UPDATES: 21:00 – The first hit for this on Google News is a KOTV article about this here which just got posted. I’m guessing this will be big news tomorrow. In the article Harvard comes out as one of the least cooperative of the libraries involved in the project. 22:00 – The New York times has just now posted an article on this. Notice the article is dated December 14th so it is probably in tomorrow’s print edition. The article also had this to add:
Last night the Library of Congress and a group of international libraries from the United States, Canada, Egypt, China and the Netherlands announced a plan to create a publicly available digital archive of one million books on the Internet. The group said it planned to have 70,000 volumes online by next April.

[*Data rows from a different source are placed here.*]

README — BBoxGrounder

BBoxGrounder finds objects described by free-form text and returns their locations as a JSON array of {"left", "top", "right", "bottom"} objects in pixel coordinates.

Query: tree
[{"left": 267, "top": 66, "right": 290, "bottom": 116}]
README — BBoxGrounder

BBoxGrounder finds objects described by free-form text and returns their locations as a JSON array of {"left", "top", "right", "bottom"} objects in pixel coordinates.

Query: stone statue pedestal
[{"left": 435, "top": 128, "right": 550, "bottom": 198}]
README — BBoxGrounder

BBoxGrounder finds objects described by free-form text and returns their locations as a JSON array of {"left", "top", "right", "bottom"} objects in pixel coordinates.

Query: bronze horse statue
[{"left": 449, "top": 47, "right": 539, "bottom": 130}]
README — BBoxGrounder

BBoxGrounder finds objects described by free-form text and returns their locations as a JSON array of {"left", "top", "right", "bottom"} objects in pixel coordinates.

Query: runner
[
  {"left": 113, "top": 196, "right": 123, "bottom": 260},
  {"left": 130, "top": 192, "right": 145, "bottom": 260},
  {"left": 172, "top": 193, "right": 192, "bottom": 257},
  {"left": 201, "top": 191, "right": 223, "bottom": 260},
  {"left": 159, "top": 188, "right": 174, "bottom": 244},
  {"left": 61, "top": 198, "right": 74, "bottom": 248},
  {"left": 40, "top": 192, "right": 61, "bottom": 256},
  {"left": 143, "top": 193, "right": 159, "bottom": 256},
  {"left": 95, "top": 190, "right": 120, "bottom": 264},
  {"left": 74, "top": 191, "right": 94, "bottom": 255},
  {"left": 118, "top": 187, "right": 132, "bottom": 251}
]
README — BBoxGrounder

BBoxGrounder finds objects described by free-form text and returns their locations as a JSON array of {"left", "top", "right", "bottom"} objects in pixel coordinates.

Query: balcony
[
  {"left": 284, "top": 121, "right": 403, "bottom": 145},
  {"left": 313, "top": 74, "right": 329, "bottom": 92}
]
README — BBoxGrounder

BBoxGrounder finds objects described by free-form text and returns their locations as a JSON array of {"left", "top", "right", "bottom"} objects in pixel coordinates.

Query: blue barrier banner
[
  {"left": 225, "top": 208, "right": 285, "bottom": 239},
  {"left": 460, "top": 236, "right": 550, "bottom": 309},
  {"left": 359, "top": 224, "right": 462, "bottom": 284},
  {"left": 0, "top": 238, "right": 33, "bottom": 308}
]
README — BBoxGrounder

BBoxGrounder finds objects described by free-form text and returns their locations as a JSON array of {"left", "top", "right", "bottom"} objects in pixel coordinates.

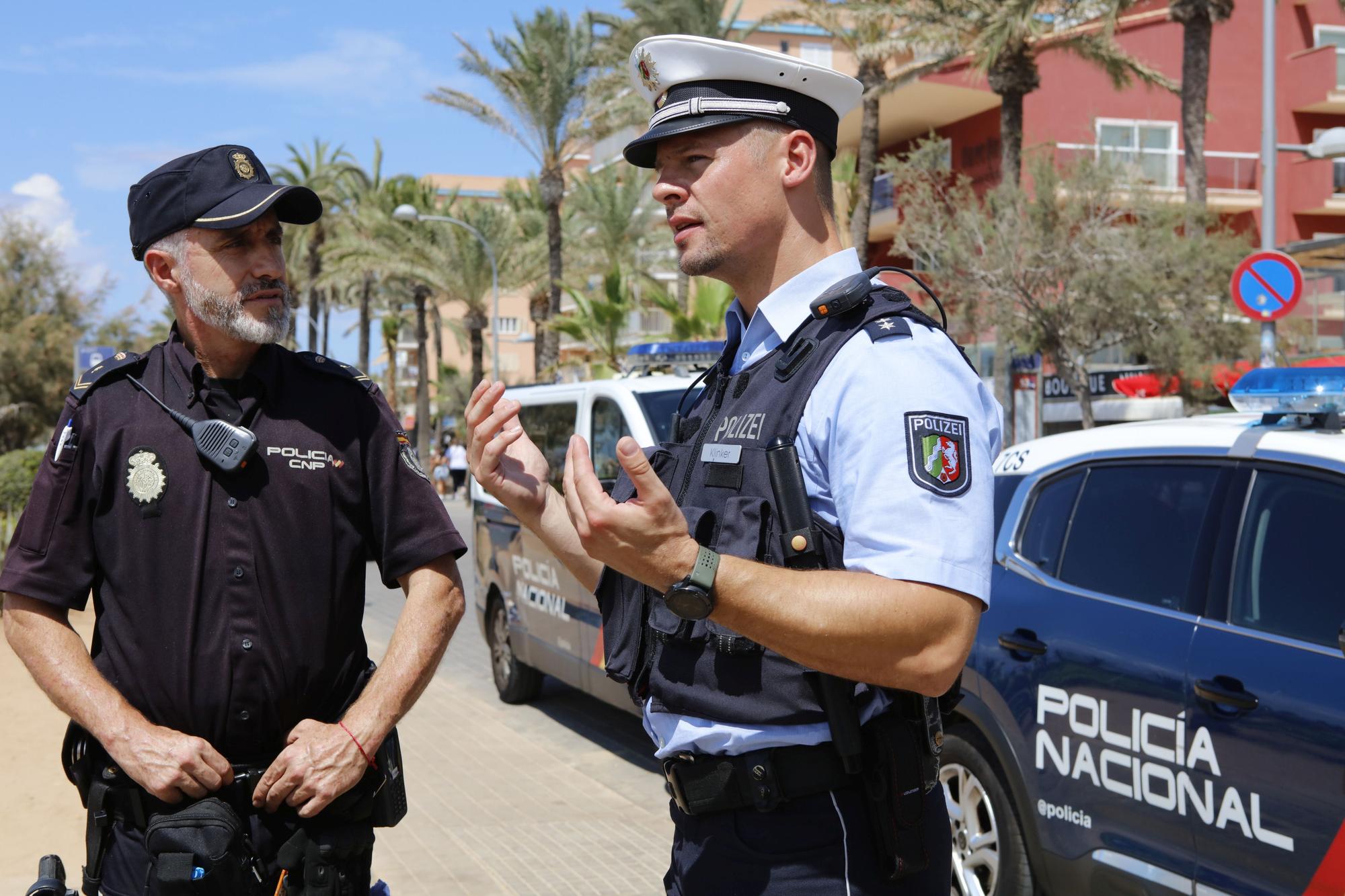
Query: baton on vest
[{"left": 765, "top": 436, "right": 863, "bottom": 775}]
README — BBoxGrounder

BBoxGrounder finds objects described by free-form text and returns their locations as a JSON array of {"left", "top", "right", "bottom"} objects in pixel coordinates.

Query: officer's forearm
[
  {"left": 4, "top": 595, "right": 148, "bottom": 747},
  {"left": 710, "top": 557, "right": 981, "bottom": 697},
  {"left": 342, "top": 556, "right": 464, "bottom": 755}
]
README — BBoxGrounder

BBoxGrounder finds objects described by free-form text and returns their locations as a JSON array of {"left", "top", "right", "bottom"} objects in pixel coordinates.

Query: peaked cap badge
[
  {"left": 635, "top": 50, "right": 659, "bottom": 91},
  {"left": 229, "top": 152, "right": 257, "bottom": 180}
]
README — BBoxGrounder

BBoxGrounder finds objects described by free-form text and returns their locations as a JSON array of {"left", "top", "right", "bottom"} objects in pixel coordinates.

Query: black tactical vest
[{"left": 597, "top": 286, "right": 970, "bottom": 725}]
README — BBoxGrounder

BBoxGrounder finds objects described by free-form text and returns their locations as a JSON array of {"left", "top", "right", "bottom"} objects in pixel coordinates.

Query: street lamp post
[{"left": 393, "top": 204, "right": 500, "bottom": 379}]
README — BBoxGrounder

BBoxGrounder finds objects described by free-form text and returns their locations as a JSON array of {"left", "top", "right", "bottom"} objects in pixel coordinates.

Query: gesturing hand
[
  {"left": 565, "top": 436, "right": 697, "bottom": 591},
  {"left": 253, "top": 719, "right": 369, "bottom": 818},
  {"left": 108, "top": 724, "right": 234, "bottom": 803},
  {"left": 464, "top": 379, "right": 550, "bottom": 522}
]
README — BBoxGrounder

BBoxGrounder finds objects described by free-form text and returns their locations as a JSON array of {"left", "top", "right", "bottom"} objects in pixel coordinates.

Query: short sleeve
[
  {"left": 798, "top": 323, "right": 1001, "bottom": 606},
  {"left": 362, "top": 389, "right": 467, "bottom": 588},
  {"left": 0, "top": 397, "right": 97, "bottom": 610}
]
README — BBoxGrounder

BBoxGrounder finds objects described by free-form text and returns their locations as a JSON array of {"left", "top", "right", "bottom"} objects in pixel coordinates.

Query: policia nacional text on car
[
  {"left": 0, "top": 145, "right": 465, "bottom": 896},
  {"left": 467, "top": 35, "right": 999, "bottom": 896}
]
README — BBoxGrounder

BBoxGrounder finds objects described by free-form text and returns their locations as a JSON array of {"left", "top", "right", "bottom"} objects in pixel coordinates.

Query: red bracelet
[{"left": 336, "top": 721, "right": 378, "bottom": 771}]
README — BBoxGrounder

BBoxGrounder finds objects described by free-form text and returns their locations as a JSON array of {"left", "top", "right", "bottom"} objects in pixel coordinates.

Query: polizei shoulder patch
[{"left": 907, "top": 410, "right": 971, "bottom": 498}]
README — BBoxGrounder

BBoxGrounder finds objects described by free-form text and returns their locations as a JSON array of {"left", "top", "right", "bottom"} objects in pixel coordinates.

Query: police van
[
  {"left": 958, "top": 368, "right": 1345, "bottom": 896},
  {"left": 471, "top": 341, "right": 722, "bottom": 712}
]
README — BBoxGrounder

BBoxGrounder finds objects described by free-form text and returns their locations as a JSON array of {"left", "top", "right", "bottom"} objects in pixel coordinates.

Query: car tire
[
  {"left": 486, "top": 598, "right": 542, "bottom": 704},
  {"left": 939, "top": 731, "right": 1034, "bottom": 896}
]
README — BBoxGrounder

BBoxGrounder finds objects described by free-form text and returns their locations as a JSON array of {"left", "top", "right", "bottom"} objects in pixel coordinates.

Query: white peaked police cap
[{"left": 623, "top": 34, "right": 863, "bottom": 168}]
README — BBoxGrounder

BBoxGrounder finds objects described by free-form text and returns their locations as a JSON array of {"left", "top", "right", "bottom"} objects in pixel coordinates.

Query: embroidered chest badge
[
  {"left": 126, "top": 448, "right": 168, "bottom": 505},
  {"left": 905, "top": 410, "right": 971, "bottom": 498}
]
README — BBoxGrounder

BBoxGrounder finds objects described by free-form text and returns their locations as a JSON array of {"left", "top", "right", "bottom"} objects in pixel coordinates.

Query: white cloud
[
  {"left": 3, "top": 172, "right": 108, "bottom": 289},
  {"left": 112, "top": 31, "right": 451, "bottom": 104}
]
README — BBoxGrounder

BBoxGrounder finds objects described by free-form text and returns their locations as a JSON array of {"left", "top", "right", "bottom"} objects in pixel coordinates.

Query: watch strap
[{"left": 686, "top": 545, "right": 720, "bottom": 594}]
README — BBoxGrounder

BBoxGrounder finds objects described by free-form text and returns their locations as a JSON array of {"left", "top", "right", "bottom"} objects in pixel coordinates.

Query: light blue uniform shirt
[{"left": 644, "top": 249, "right": 1002, "bottom": 759}]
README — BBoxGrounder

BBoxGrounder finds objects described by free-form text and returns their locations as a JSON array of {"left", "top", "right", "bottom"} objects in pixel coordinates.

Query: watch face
[{"left": 663, "top": 585, "right": 714, "bottom": 619}]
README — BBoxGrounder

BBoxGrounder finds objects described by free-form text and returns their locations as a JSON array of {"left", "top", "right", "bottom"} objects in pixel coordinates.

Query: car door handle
[
  {"left": 999, "top": 628, "right": 1046, "bottom": 657},
  {"left": 1196, "top": 676, "right": 1260, "bottom": 709}
]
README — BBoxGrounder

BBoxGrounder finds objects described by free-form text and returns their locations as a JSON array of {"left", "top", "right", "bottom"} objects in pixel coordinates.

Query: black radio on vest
[{"left": 126, "top": 374, "right": 257, "bottom": 473}]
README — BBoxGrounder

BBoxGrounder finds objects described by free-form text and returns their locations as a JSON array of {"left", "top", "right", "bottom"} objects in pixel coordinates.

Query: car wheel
[
  {"left": 939, "top": 732, "right": 1033, "bottom": 896},
  {"left": 486, "top": 598, "right": 542, "bottom": 704}
]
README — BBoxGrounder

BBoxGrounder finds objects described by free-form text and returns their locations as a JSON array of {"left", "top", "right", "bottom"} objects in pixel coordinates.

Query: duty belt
[{"left": 663, "top": 743, "right": 859, "bottom": 815}]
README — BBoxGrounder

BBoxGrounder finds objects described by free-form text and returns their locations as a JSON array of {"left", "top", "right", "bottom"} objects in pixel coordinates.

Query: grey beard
[{"left": 178, "top": 265, "right": 296, "bottom": 345}]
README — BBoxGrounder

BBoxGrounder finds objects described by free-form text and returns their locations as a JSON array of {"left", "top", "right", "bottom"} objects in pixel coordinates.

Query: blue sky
[{"left": 0, "top": 0, "right": 620, "bottom": 359}]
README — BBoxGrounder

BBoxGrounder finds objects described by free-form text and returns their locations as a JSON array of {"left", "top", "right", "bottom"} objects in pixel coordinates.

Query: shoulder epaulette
[
  {"left": 295, "top": 351, "right": 374, "bottom": 393},
  {"left": 70, "top": 351, "right": 145, "bottom": 403}
]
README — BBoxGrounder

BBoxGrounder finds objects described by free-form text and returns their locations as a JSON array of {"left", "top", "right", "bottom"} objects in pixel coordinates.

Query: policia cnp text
[
  {"left": 0, "top": 145, "right": 465, "bottom": 896},
  {"left": 467, "top": 35, "right": 999, "bottom": 896}
]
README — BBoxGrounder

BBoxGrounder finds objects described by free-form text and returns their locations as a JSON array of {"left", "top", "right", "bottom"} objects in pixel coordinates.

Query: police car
[
  {"left": 958, "top": 368, "right": 1345, "bottom": 896},
  {"left": 472, "top": 341, "right": 722, "bottom": 712}
]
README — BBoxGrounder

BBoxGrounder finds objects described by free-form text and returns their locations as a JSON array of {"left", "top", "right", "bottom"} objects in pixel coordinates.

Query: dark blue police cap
[{"left": 126, "top": 144, "right": 323, "bottom": 261}]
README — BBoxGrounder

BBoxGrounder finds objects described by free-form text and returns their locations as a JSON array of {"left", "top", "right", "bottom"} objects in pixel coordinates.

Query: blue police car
[{"left": 942, "top": 368, "right": 1345, "bottom": 896}]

It looks like Harvard is only allowing some 40,000 volumes to start and is being very protective about its collection. I don’t believe for a second Harvard President Summer’s quote in the NYT article saying that Harvard has always held its library to be a “global resource” especially when, judging only from these initial articles, it seems like they are one of the least enthusiastic participants in this new project. Michigan and Stanford are leading the way by committing millions of books in their collection. I’m really excited about this, I really hope the movement will spread quickly to Japan’s National Diet Library, and countless of libraries around the world. This is truly an exciting time!
Does the digitization mean optical text recognition, or just digital photographs of each page? If it is optical text recognition, how progressed is this technology in different languages?
Good question, but I think there will definitely be text recognition of some of the works since they are to be searchable. This is probably harder for old works or those in bad condition.
I don’t know much about this project yet though, so I look forward to hearing more…
I am wondering how this will interface with the Gutenberg Project?